Now, she runs 90-minute-long sessions with men’s and women’s groups at Missaukee County Jail twice a week.
She’s able to help people who are in the same position she was all those years ago, and having someone with that level of understanding is imperative, she said. For her, that person was her “god sent” AA sponsor.
“I needed someone I could trust 100% not to judge me,” Nikki said. “Early in recovery, one day you’re doing great and the next you’re a balling mess and all you want to do is use or die – and she had to be okay with all of those.”
To the people behind bars at Missaukee County, Nikki’s presence is a sign of changing times.
“I think it’s wonderful that they let her in there and do what she does,” said Kevin Duddles, 57.
Born into a family of people with substance use disorders, the abuse Kevin endured follows him to this day – and, he says, plays a major role in his own.

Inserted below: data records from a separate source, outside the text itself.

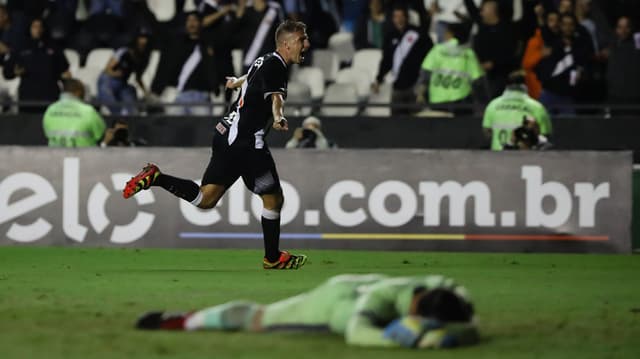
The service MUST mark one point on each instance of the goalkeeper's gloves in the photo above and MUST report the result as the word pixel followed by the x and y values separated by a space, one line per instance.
pixel 418 332
pixel 408 331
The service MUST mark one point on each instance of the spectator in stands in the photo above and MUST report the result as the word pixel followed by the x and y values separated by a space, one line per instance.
pixel 10 36
pixel 310 135
pixel 450 72
pixel 506 113
pixel 257 28
pixel 405 46
pixel 69 122
pixel 369 30
pixel 137 15
pixel 537 49
pixel 104 28
pixel 188 64
pixel 113 83
pixel 446 12
pixel 218 18
pixel 40 66
pixel 61 19
pixel 623 73
pixel 565 68
pixel 321 17
pixel 496 44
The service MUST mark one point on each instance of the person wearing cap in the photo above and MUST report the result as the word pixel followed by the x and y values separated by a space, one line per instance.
pixel 309 135
pixel 451 74
pixel 113 86
pixel 506 113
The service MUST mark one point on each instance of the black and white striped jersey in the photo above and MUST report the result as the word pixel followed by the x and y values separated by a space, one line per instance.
pixel 253 109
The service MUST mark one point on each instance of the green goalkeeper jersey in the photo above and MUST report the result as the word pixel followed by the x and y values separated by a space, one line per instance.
pixel 70 122
pixel 356 306
pixel 453 69
pixel 505 113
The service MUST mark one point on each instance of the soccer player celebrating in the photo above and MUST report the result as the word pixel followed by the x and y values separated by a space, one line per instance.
pixel 368 310
pixel 239 149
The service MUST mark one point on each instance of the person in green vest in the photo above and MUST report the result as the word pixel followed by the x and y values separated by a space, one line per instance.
pixel 373 310
pixel 450 71
pixel 507 112
pixel 69 122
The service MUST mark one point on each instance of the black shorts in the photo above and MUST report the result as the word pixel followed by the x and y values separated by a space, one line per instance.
pixel 228 163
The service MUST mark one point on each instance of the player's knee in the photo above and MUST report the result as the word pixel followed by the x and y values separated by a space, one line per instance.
pixel 273 202
pixel 210 196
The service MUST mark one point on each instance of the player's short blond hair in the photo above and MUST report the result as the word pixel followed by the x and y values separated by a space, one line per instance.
pixel 289 27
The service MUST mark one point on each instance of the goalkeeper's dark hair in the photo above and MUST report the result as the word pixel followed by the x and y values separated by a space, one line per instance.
pixel 444 305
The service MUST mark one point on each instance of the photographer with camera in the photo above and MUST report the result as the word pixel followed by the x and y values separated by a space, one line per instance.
pixel 528 137
pixel 309 135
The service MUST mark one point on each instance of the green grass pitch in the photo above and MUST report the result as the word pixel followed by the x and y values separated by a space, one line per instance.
pixel 82 303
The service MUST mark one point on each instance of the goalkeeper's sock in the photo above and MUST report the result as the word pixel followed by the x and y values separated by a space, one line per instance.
pixel 183 188
pixel 271 232
pixel 236 315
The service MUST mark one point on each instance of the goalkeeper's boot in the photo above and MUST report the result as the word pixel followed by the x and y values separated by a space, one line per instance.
pixel 286 261
pixel 161 320
pixel 142 180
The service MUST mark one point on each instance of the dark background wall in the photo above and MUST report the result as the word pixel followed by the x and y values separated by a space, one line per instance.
pixel 570 133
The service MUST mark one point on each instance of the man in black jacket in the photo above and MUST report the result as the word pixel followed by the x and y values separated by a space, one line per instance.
pixel 496 44
pixel 405 46
pixel 565 68
pixel 189 65
pixel 623 73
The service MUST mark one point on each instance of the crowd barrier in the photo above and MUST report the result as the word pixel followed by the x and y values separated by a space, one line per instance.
pixel 366 199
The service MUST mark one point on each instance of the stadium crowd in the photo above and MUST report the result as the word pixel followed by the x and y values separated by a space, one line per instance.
pixel 570 51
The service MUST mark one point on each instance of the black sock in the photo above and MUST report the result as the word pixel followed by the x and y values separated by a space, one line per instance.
pixel 185 189
pixel 271 233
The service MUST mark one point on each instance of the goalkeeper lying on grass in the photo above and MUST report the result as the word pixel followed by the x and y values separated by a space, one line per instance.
pixel 369 310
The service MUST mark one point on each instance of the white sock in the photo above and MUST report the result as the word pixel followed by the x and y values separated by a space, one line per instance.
pixel 270 214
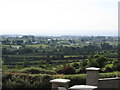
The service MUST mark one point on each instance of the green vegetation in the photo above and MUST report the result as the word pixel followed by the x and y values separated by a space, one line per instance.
pixel 44 58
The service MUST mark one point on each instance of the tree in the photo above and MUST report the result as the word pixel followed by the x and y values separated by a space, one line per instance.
pixel 97 61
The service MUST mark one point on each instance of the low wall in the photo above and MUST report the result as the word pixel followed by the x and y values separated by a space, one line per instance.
pixel 109 83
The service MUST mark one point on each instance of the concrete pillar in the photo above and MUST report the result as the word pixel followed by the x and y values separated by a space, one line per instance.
pixel 92 76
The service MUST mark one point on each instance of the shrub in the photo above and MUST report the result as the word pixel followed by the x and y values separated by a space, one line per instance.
pixel 66 70
pixel 34 70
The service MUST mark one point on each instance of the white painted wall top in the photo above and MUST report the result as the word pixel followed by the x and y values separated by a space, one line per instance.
pixel 83 87
pixel 93 69
pixel 60 81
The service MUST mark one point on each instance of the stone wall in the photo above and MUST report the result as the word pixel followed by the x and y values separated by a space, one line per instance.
pixel 109 83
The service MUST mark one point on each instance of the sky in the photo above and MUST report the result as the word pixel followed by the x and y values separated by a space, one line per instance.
pixel 59 17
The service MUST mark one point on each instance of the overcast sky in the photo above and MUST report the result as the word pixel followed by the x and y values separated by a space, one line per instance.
pixel 59 17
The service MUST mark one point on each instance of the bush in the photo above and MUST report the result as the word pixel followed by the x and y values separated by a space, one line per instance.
pixel 66 70
pixel 34 70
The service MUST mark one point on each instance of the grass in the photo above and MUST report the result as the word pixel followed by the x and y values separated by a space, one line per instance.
pixel 37 45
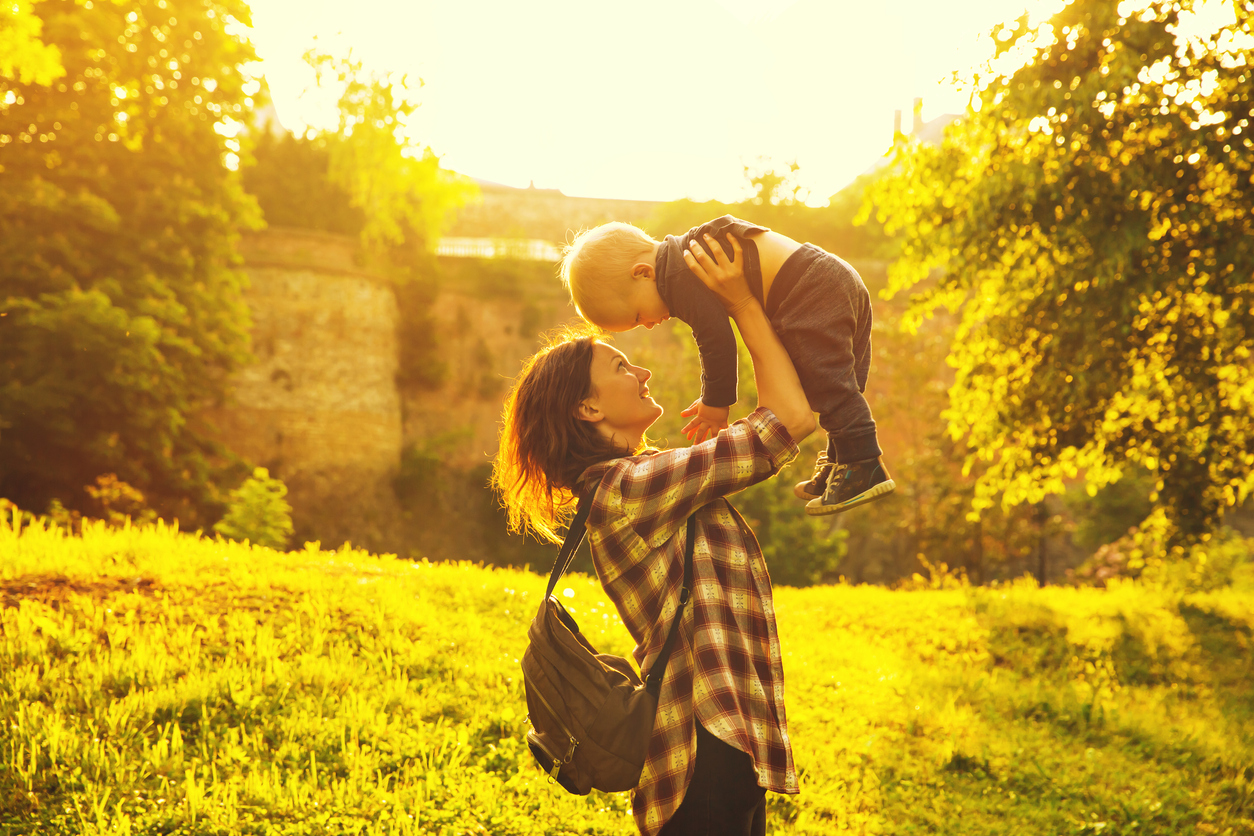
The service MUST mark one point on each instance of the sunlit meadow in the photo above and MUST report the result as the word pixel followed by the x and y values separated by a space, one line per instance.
pixel 158 682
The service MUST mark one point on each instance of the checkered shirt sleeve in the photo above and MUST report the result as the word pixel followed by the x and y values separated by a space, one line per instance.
pixel 726 669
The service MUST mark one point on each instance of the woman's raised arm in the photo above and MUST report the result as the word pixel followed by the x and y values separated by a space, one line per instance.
pixel 778 385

Kevin had his first child at just 15 years old. When his principal found out he was planning on dropping out at 16, Kevin said he suspended him on the spot. He started working and got his GED, but estimates he’s spent as much as 90% of his adult life incarcerated. He wishes, more than anything, that someone would’ve seen the signs and stepped in back then.
Now, he just hopes he can serve as a cautionary tale and steer others away from his path.
So he attends weekly meetings with Nikki, in part for his own education, but also to spark learning moments for the younger guys. Once he’s out, he’s hoping for a bed at a long-term rehabilitation facility. With some sobriety under his belt, he’s even entertained the idea of becoming a peer recovery coach himself.
“If I could help somebody not go through what I've been through,” Kevin said. “Man… I’d give my life for that.”